AFL’s loss is football’s gain
Kerr’s sporting aptitude was obvious from the start. She initially excelled at AFL before finding pathways to the top blocked for girls.
“One hundred per cent I would have stayed with [Aussie Rules] football if I could,” she added. “I was all AFL. I didn’t really like soccer that much. It’s actually a completely different skill. I think anyone can pick up an AFL ball and have a go: you throw the ball down and kick it. A soccer ball, though, it takes a lot more skill.”
Where Kerr’s route to the top in AFL was blocked, older brother Daniel had already walked it, joining Perth’s West Coast Eagles in 2001 and winning the Premiership five years later. But he struggled with alcohol and violence issues throughout his career, leaving the sibling relationship strained. After a quieter time, Daniel retired in 2013 but his troubles continued, culminating in a jail sentence for arson in 2021.

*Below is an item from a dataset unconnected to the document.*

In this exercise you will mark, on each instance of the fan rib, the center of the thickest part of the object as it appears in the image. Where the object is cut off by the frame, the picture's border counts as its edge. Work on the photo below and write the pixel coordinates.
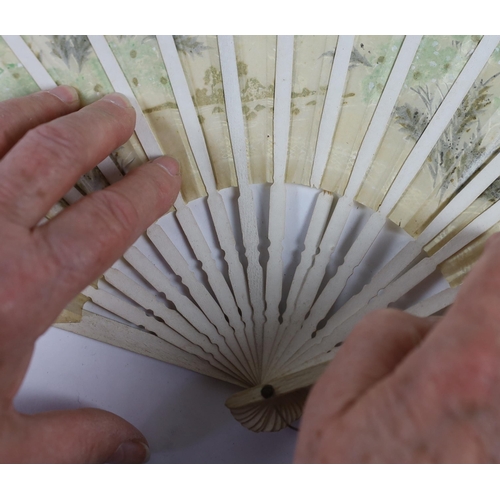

Kerr has had few such issues, with a rise to prominence that has seemed smooth, from the outside at least. Across three different leagues, she’s scored 240 goals in 346 games and has 63 in 120 caps for her country.
Kerr: ‘Football is 5% of my life’
Despite the challenges of a career that is often transient, she’s also maintained a largely long-distance relationship, forged in COVID lockdown, with US player Kristie Mewis.
Mewis famously comforted Kerr on the pitch after the US beat Australia in the bronze medal match at the Tokyo Olympics in 2021 and the pair confirmed rumors of their relationship soon after. But the Australia captain wrote on Instagram that although she was “proud” of Mewis getting picked for the squad, the post in June would be the “last time I’ll cheer for you.”
Kerr and Mewis are one of the most high-profile couples in the women’s game, and both are proud of being together as publicly as they are.
“I think just being out and being two girls in love, I think if we can change one or two people’s lives and the way that they feel about each other and how comfortable they feel, then that means a lot to me,” said Mewis. “I love to share my relationship on social media.”
Kerr agreed. “We’re not private people. I like sharing my story. I like sharing who I am outside of football. Football is 5% of my life.”
It may only be a small portion of her life. But though she may be less fussed than those who cast the noise around her, it is this football, and this World Cup, which is most likely to define her international legacy.